6. Si les requérants soutiennent que les sommes en litige n’ont pas été encaissées, ni sur le compte de la société, ni sur leurs comptes bancaires et, que les factures produites par la société MSB ont été vraisemblablement confectionnées pour coller au livre auxiliaire, contraignant la société ISA à déposer plainte, il résulte de l’instruction que les factures transmises par la société MSB le 20 mars 2018 ont été portées à la connaissance de la société le 26 mars 2018 qui n’a produit aucune pièce justificative concernant l’écart important provenant de la comptabilité de la société MSB et la sienne. L’absence alléguée d’encaissement des sommes en litige est sans incidence sur l’analyse qui a révélé une minoration importante du chiffre d’affaires. De même, la production d’un dépôt de plainte, postérieur aux opérations de contrôle, dans lequel n’apparait aucun élément détaillé concernant le caractère fictif des factures n’est pas de nature à infirmer l’existence des nombreuses erreurs et omissions liées à la tenue de la comptabilité et notamment à la minoration d’une partie des recettes. Par suite, l’administration fiscale apporte la preuve du caractère non probant de la comptabilité de la SARL ISA par le faisceau d’éléments révélés lors du contrôle et qui sont de nature à établir le caractère irrégulier de la comptabilité présentée au titre de l’année 2014. C’est donc à bon droit qu’elle a rejeté la comptabilité de la société ISA au titre de l’année 2014, reconstitué le chiffre d’affaires et tiré les conséquences en matière de revenus distribués à l’égard de M. B au titre de l’impôt sur le revenu au titre de l’année 2014.

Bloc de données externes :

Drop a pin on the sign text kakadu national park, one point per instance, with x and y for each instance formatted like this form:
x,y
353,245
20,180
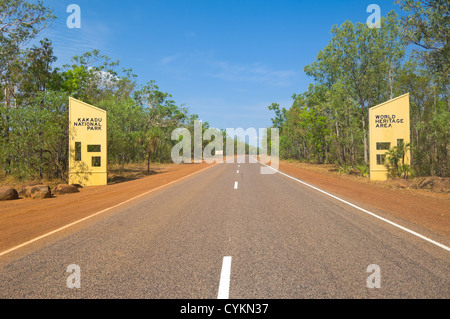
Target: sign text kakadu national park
x,y
91,124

7. Aux termes des dispositions du 1 de l’article 109 du code général des impôts : « 1. Sont considérés comme revenus distribués : / 1° Tous les bénéfices ou produits qui ne sont pas mis en réserve ou incorporés au capital () ». Le contribuable qui, disposant seul des pouvoirs les plus étendus au sein de la société, qui, disposant seul des pouvoirs les plus étendus au sein de la société, est en mesure d’user sans contrôle de ses biens comme de biens qui lui sont propres et doit ainsi être regardé comme le seul maître de l’affaire, est présumé avoir appréhendé les distributions effectuées par la société qu’il contrôle.

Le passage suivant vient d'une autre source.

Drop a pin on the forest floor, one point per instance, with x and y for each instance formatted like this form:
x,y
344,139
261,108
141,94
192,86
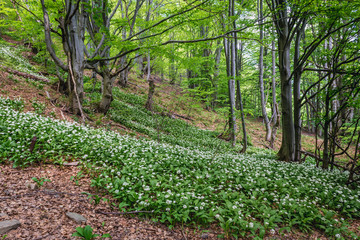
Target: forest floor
x,y
42,209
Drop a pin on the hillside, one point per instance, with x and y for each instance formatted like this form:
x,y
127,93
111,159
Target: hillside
x,y
166,166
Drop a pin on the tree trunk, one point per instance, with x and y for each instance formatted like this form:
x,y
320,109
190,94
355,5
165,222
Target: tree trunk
x,y
275,109
123,76
107,96
149,102
75,32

8. Si les requérants soutiennent que le service n’a pas démontré que M. B détenait seul les pouvoirs les plus étendus au sein de la société, il résulte de l’instruction que M. B est le gérant et seul associé de la société ISA depuis sa création, qu’il a été désigné liquidateur de la SARL par une décision du tribunal de commerce de Cannes en date du 30 septembre 2016, qu’il n’emploie aucun salarié et qu’il a donné pouvoir à M. C pour le représenter dans le cadre des opérations de contrôle. Dès lors, c’est à bon droit que l’administration a considéré que les recettes minorées, à hauteur de 164 367 euros au titre de l’année 2014, avaient été mises à la disposition de M. B, seul maître de l’affaire et des revenus distribués, sans qu’il soit besoin de démontrer la perception effective de cette somme.
Sur les pénalités :
9. Aux termes de l’article 1729 du code général des impôts : « Les inexactitudes ou les omissions relevées dans une déclaration ou un acte comportant l’indication d’éléments à retenir pour l’assiette ou la liquidation de l’impôt ainsi que la restitution d’une créance de nature fiscale dont le versement a été indûment obtenu de l’Etat entraînent l’application d’une majoration de : / a. 40 % en cas de manquement délibéré () ».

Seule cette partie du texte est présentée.